A videogame made as a second year degree project by Middlesex University BSc Computer Science graduate Saif Hossenbaccus looks set for big things, after more than 3,000 gamers downloaded it from the Xbox Live platform.
Android, iPhone and PC launches of the arcade-style space shooter are also in the pipeline, meaning the number of people playing it could soon explode as quickly as one of the game's alien enemies.
Generic Space Shooter takes the traditional format of a top-down 2D shooter, challenging users to survive for as long as they can in the face of an ever-growing onslaught of alien spaceships.
"The game is quite tough," said 21-year-old Saif. "You only have three lives before you die and the enemies get harder all the time, but the longer you play the more points you get as the game rewards you for staying alive.
"I called it Generic Space Shooter because that's what it was. As I developed it further it got a bit more complicated and it's not really a generic space shooter anymore, but I decided to keep the name for comedic purposes."
For his undergraduate dissertation, Saif investigated high-resolution gaming. Supervised by Middlesex researcher Dr Chris Rooney, Saif created a version of Generic Space Shooter that would play on the Computer Science department's custom-built Powerwall – a 66 million pixel, wall-sized display.
Yet despite his previous experience developing software, including a programme which enabled the NHS hospital where he worked to more efficiently manage their staff rotas, developing a game posed completely new challenges.
"I'd had experience programming, but making games is completely different," he said. "You need art, music, animations - it's completely different. So I put my head down and learned how to do it.
"I started off just making a regular top down shooter a bit like Space Invader, where your space ship is fixed and the enemies appear from the top.
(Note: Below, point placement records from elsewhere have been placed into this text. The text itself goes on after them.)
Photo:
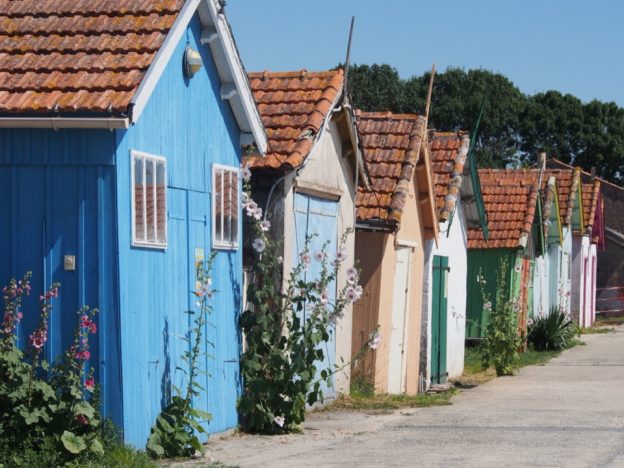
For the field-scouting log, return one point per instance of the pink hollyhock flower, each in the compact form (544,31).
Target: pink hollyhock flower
(324,298)
(374,340)
(259,245)
(246,173)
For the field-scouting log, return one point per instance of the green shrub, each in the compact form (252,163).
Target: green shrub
(175,433)
(552,332)
(501,342)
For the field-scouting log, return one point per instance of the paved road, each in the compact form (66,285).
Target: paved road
(569,412)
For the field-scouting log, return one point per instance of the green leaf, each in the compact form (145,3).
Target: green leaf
(154,445)
(202,414)
(163,425)
(73,443)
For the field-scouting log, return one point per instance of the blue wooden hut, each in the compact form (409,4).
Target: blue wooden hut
(121,125)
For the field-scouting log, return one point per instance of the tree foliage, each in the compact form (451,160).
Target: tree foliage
(515,127)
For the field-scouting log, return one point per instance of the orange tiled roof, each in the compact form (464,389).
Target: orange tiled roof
(293,107)
(590,192)
(510,198)
(447,165)
(391,146)
(80,55)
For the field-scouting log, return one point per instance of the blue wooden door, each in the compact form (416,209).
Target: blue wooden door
(317,218)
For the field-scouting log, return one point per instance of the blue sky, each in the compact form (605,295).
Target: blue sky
(572,46)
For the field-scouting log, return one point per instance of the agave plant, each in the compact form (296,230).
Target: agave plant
(551,332)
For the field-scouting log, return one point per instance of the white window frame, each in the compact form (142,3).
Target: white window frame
(220,244)
(144,242)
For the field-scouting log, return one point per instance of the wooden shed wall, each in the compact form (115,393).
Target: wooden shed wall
(369,250)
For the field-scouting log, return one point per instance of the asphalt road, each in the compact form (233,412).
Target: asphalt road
(569,412)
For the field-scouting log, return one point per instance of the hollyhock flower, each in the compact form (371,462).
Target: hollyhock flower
(246,173)
(341,255)
(305,258)
(37,340)
(90,384)
(259,245)
(82,419)
(352,294)
(374,340)
(251,207)
(352,275)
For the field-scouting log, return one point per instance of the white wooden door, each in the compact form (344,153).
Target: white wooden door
(398,334)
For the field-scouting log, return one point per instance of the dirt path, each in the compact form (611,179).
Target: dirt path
(569,412)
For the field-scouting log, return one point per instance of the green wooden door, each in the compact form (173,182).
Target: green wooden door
(438,319)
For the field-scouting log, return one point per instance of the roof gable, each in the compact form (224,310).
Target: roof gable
(448,152)
(95,64)
(294,107)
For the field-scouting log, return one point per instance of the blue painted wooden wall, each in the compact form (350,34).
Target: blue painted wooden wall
(58,199)
(186,122)
(68,192)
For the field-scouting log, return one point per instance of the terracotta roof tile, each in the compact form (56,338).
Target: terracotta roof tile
(391,146)
(293,107)
(79,55)
(447,164)
(510,198)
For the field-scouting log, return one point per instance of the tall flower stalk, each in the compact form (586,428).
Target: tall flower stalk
(286,322)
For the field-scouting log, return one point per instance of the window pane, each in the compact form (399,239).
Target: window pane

But I wanted to do more than that so I learned how to work with vectors so that I could make the ship capable of moving around the screen."
After submitting the game for his coursework, Saif spent the summer before his third year developing the game further so that it was capable of being published on Xbox Live.
"The course made me really intrigued about how to go about making games, so after gaining an insight into how to develop games, I decided in my third year that I really wanted to make it into a proper game."
During his final year, he created versions that could be played on PC, iPhone and Android devices and also set about investigating ways of publishing the game so that others could play it.
Generic Space Shooter has also been placed on Steam Greenlight, giving its 75 million users the chance to vote on whether they want it to be made available through the platform.
"My main goal right now is to get Generic Space Shooter on to Steam because it has so many users so if I got it on there it would be fantastic, but I also want to release it on the mobile platforms and see how well it does," said Saif.
"Ultimately I have just made something that I really like, so before I move on to making my next game I want to release it so that hopefully other people will enjoy playing it as much as I did."